Villes Régions Monde
Claudia Larochelle
Interview avec Étienne Berthold, professeur en géographie à l’Université Laval
Vous avez récemment mené des recherches sur le processus de patrimonialisation. Pourriez-vous nous en dire plus sur la recherche, son contexte et les principaux objectifs ?
Mon objet d’étude est le patrimoine urbain. Je m’intéresse à l’ensemble des processus qui accompagnent les transformations, la requalification des quartiers. Comment un quartier devient-il quartier historique ? Le processus de patrimonialisation est un objet d’étude qui est déjà très bien documenté à l’échelle du bien public. Mais à l’échelle de la propriété privée, je me demande de quelle façon un quartier historique peut devenir patrimonial pour les propriétaires. Autrement dit, comment « une maison » peut-elle devenir un symbole patrimonial ?
Au fil des années, je me suis penché sur les mécanismes qui sous-tendent le déploiement de l’idéologie patrimoniale à l’échelle de la propriété privée. En 2015, nous avons repéré des maisons à travers le Vieux-Québec (Figure 1) qui ont été restaurées par les propriétaires privés. Ensuite, nous avons fait l’analyse du discours des propriétaires à l’égard de cette restauration afin de savoir dans quelle visée celle-ci avait été effectuée. Effectivement, plusieurs de ces maisons ont été restaurées en fonction de l’idéologie patrimoniale, c’est-à-dire pour valoriser la dimension historique du bâtiment.
Il y a un discours voulant que les Québécois soient dépossédés de leurs biens par les propriétaires non-résidents (les absentee owners) dans le Vieux-Québec, nommément les Américains. L’objectif de la recherche était de se demander comment ce discours a pu se construire ? Et est-ce qu’il fait du sens par rapport à la réalité ? Qui sont ces propriétaires étrangers ? De quelle façon les discours se sont construits autour des propriétaires non-résidents dans le Vieux-Québec ? Qu’est-ce que ces discours cherchent à nous dire ? Est-ce que ces discours disent la vérité sur le phénomène des propriétaires non-résidents ? Voilà des questions qui animent mes plus récents efforts de recherche.
(…)
Est-ce que vous avez des résultats ? Quels seraient les premiers résultats que vous tirez de cette enquête de terrain ?

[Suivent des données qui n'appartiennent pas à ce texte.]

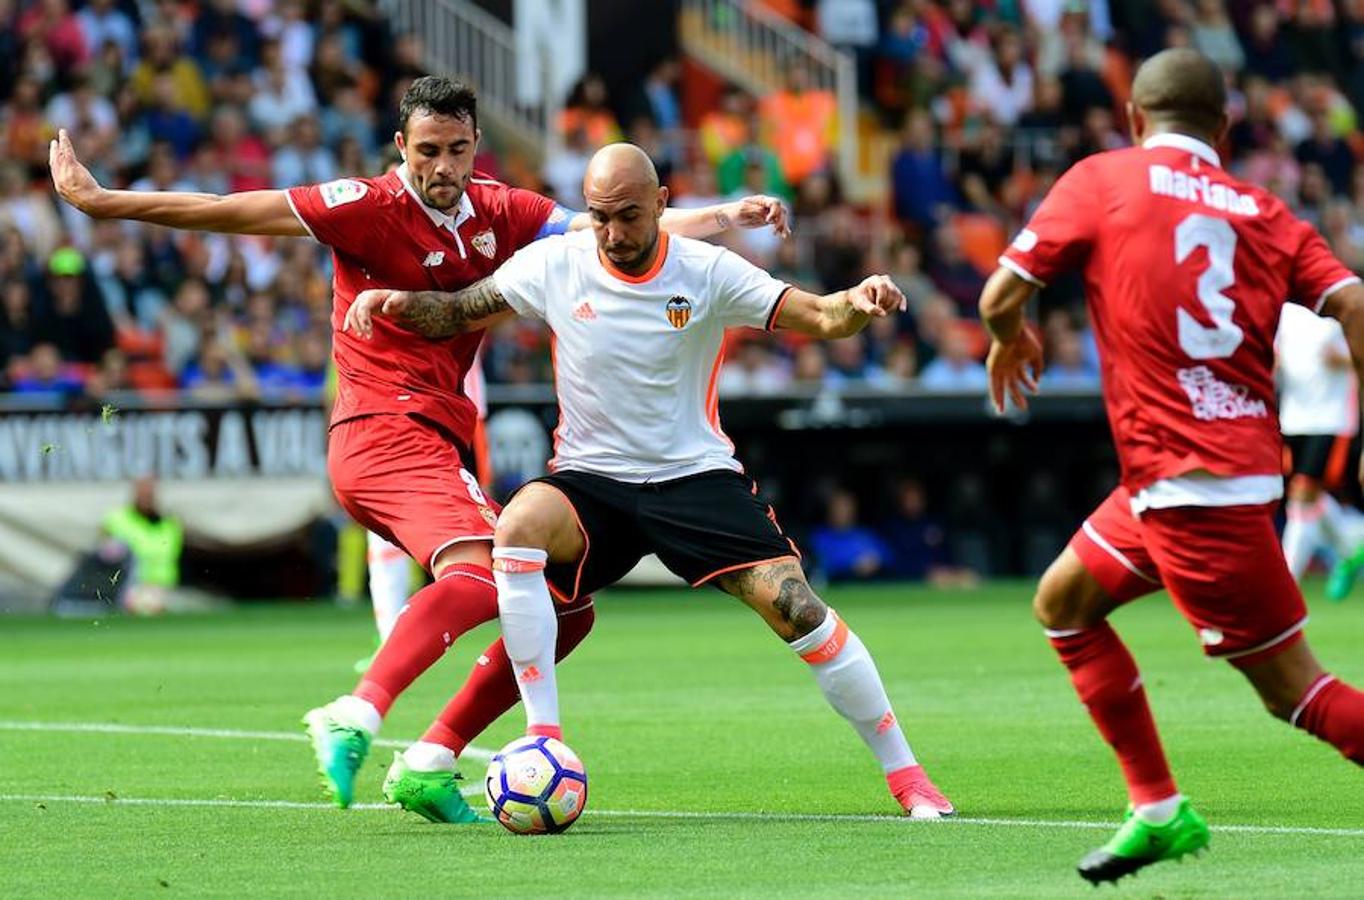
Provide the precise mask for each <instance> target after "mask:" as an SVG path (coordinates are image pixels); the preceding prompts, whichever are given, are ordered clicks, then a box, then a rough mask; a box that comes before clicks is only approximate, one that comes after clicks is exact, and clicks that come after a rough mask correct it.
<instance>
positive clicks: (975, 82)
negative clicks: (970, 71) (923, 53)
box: [971, 27, 1033, 125]
mask: <svg viewBox="0 0 1364 900" xmlns="http://www.w3.org/2000/svg"><path fill="white" fill-rule="evenodd" d="M990 45H992V53H990V56H989V59H988V60H985V61H981V63H978V64H977V65H975V68H974V70H973V71H971V98H973V100H974V101H975V102H977V105H978V106H979V108H981V109H982V110H985V112H986V113H988V115H989V116H990V119H993V120H994V121H997V123H1000V124H1004V125H1012V124H1013V123H1016V121H1018V120H1019V116H1022V115H1023V113H1026V112H1027V110H1028V109H1031V106H1033V68H1031V67H1030V65H1028V64H1027V61H1026V60H1024V59H1023V38H1022V37H1020V35H1019V33H1018V31H1015V30H1013V29H1009V27H1000V29H997V30H996V33H994V37H993V38H992V41H990Z"/></svg>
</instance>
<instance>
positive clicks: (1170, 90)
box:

Une des premières choses qui nous a surpris, c’est que la proportion d’Américains est extrêmement basse : 90% des propriétaires non-résidents sont des Québécois qui vivent dans un rayon de 3 km2. Autrement dit, l’idée – largement répandue – que l’augmentation du nombre de propriétaires américains soit reliée à une hausse des valeurs immobilières n’est pas une équation à systématiser, même si cela peut arriver en fonction de la demande. Il y a plusieurs sens à la notion de spéculation, mais dans le cas du Vieux-Québec, le constat est qu’il n’y a pas de grands propriétaires qui possèdent des grands ensembles. Le phénomène en cours correspond plutôt à de la petite spéculation, à l’échelle individuelle.
Au niveau théorique, le constat est que nous sommes en présence d’une pratique discursive, qui s’est immiscée dans l’espace public et qui ne correspond pas complètement à la réalité. En tant que chercheur en histoire culturelle, je cherche à comprendre comment ce discours s’est construit et le comparer avec la réalité effective. En ce sens, les collaborations avec des collègues ayant développé des approches méthodologiques qualitatives et quantitatives offriront un contexte de recherche pluridisciplinaire nécessaire à la compréhension du phénomène des propriétaires non-résidents.